= Landowner incentive program =

The Landowner Incentive Program is a United States Department of the Interior program that gives grants to state wildlife agencies for restoring rare wildlife habitat in cooperation with private landowners. The program received its first $40 million in appropriations from the U.S. Congress in 2002. Almost every state now has a funded program and $116 million has been appropriated since 2002. A subprogram has also been established for Native American tribes to restore wildlife habitat on tribal lands.

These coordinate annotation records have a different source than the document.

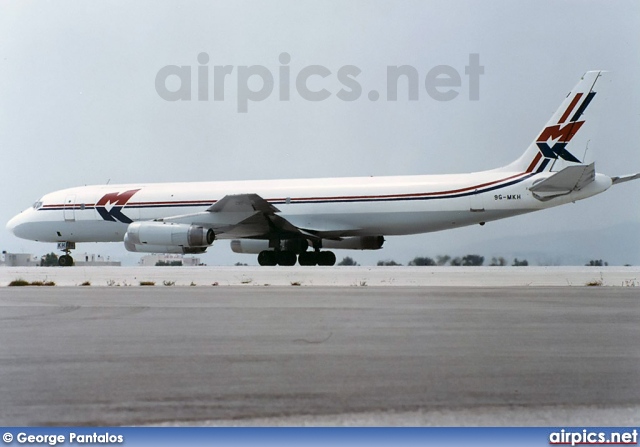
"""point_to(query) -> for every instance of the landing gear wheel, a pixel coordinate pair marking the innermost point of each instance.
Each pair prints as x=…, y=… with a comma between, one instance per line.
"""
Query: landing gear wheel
x=65, y=261
x=326, y=258
x=267, y=257
x=308, y=258
x=287, y=258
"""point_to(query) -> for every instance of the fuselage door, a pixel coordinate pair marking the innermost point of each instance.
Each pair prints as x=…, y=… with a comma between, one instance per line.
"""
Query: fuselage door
x=476, y=204
x=68, y=209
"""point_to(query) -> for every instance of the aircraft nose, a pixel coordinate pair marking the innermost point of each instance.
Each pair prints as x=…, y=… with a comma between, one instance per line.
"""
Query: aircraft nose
x=15, y=223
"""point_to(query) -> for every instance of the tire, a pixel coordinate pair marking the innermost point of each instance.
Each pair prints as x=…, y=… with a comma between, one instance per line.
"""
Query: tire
x=287, y=258
x=267, y=257
x=307, y=258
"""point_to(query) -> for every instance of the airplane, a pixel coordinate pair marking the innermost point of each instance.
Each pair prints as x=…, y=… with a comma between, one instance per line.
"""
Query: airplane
x=289, y=221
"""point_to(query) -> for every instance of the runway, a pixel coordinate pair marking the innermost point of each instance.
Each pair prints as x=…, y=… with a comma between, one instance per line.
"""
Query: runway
x=233, y=355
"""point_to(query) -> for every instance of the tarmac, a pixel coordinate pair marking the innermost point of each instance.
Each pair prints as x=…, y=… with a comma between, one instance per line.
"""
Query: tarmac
x=329, y=276
x=323, y=355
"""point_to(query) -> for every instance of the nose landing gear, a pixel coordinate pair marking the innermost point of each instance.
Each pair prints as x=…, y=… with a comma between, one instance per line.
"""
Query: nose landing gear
x=66, y=260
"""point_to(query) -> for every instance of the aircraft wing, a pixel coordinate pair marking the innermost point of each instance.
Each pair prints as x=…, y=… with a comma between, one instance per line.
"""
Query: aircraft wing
x=624, y=178
x=242, y=203
x=251, y=216
x=572, y=178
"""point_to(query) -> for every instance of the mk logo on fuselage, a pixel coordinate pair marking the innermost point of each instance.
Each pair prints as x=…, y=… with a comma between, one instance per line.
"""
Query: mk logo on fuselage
x=110, y=206
x=553, y=140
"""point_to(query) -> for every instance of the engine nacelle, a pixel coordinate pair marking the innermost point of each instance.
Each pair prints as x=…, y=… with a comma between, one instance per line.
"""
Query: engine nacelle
x=163, y=248
x=173, y=237
x=348, y=243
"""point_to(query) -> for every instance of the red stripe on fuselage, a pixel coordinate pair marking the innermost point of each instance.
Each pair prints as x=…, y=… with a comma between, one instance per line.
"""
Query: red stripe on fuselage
x=327, y=198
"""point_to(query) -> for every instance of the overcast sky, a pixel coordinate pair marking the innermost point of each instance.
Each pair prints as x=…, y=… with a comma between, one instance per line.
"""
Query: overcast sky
x=78, y=102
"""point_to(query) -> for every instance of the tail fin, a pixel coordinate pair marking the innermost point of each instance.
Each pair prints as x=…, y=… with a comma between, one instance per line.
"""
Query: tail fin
x=551, y=143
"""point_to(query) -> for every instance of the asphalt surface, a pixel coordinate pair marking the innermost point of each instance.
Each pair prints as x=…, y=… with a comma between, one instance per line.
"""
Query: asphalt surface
x=150, y=355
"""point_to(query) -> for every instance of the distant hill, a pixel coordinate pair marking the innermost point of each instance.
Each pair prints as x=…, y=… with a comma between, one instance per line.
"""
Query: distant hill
x=617, y=245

The program is part of the Bush Administration's "Cooperative Conservation" initiative, which focuses on voluntary partnerships between government and non-government parties like private landowners, cooperations, state government and others to achieve progress in conserving or restoring natural resources.

==Program mechanics==
States compete for two sets of Landowner Incentive Program dollars. Tier I grants provide funding to states to staff and operate programs to work with landowners. Typically, these grants pay for a state program coordinator who works for the wildlife agency and field biologists who interact with landowners and help plan projects. Tier II grants provide funding to states which the state in turn awards to private landowners for the protection, restoration, or management of rare wildlife habitats. States are required to have an open, transparent process through which landowners can apply for funding and to establish an advisory panel that helps to oversee the program. Most states have advisory programs that include representation from government agencies, farmers and ranchers, environmentalists, and academia.

==History==
The Landowner Incentive Program began as a Texas state program funded by the Administration of then-Governor George W. Bush and by the U.S. Fish and Wildlife Service. In 2002, the program received $40 million from the U.S. Congress, but the U.S. Fish and Wildlife Service was unable to set up and award funding before Congress rescinded the funding from 2002 and provided $40 million in 2003.

Since 2003, state wildlife agencies have steadily accumulated more and more successes in delivering results for rare wildlife with the conservation partnerships with private landowners. Oregon, Nebraska, Florida, Massachusetts, Hawaii, Kentucky and Minnesota have been particularly successful, winning more than $22 million in grants from the U.S. Fish and Wildlife Service and working with hundreds of landowners to restore wildlife.